Acórdão nº 546/14.3TBBGC.G1 de Tribunal da Relação de Guimarães, 14 de Setembro de 2017
Magistrado Responsável | LINA CASTRO BAPTISTA |
Data da Resolução | 14 de Setembro de 2017 |
Emissor | Tribunal da Relação de Guimarães |
Acordam no Tribunal da Relação de Guimarães I - RELATÓRIO A. M.
, residente em Bragança, entretanto falecida, e habilitada pelos seus herdeiros e co-Autores; A. D.
e mulher J. M.
, residentes na B.º…, Bragança; M. M.
e marido J. H.
, residentes em Remscheid; H. D.
, funcionário da …, residente em B.º da …, Bragança; J. J.
e mulher E. F.
, residentes em Rue …, Levallois; M. I.
e marido N. D.
, residentes em Rue, Rueil Malmaison; M. E.

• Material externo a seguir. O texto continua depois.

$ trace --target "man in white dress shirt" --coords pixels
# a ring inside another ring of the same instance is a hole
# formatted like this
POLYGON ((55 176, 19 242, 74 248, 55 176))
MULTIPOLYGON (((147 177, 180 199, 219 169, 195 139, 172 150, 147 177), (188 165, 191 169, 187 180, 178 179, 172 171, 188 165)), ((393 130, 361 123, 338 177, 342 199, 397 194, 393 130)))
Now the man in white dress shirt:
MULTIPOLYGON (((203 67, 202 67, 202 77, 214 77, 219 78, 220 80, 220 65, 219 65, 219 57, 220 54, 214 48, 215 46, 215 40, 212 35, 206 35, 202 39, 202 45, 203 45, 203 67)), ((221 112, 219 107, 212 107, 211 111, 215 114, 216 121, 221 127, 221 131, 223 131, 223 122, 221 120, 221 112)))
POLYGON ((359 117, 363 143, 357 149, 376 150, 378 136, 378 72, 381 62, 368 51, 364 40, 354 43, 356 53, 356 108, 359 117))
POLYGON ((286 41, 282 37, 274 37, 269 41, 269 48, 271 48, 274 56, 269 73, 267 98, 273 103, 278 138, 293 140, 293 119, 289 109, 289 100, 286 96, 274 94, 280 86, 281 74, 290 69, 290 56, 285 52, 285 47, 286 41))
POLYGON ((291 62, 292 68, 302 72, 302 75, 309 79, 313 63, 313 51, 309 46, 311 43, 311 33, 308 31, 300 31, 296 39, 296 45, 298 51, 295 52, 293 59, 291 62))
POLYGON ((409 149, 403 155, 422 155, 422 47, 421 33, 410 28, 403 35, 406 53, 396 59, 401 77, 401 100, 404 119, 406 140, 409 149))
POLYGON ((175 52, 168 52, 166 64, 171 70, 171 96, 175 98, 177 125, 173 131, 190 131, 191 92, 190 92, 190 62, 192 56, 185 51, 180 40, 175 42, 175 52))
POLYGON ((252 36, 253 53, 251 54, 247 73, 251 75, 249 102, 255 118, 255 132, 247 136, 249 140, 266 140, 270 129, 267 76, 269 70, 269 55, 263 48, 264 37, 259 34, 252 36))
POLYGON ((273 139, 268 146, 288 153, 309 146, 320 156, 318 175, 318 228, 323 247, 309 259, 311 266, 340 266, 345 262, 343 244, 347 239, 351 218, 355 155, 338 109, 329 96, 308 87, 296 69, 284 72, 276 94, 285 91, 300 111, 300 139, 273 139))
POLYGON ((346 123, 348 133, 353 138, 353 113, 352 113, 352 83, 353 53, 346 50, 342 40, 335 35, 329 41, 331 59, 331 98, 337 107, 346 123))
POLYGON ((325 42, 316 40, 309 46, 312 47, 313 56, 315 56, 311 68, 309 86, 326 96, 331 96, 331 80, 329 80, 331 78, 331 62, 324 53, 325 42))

, residente Rue … Chatillon, e E. J.
e marido J. F.
, residentes em Rue …, Levallois, intentaram a presente acção declarativa de condenação, sob a forma de processo comum e forma sumária, contra E. B.
, residente em B.º …, Bragança; L. M.
e marido J. N.
, respectivamente doméstica e agricultor, residentes em Bragança, e SM, residente em Bragança, pedindo que os Réus sejam condenados a: 1. Reconhecerem que eles são viúva, filhos, noras e genros de JDN.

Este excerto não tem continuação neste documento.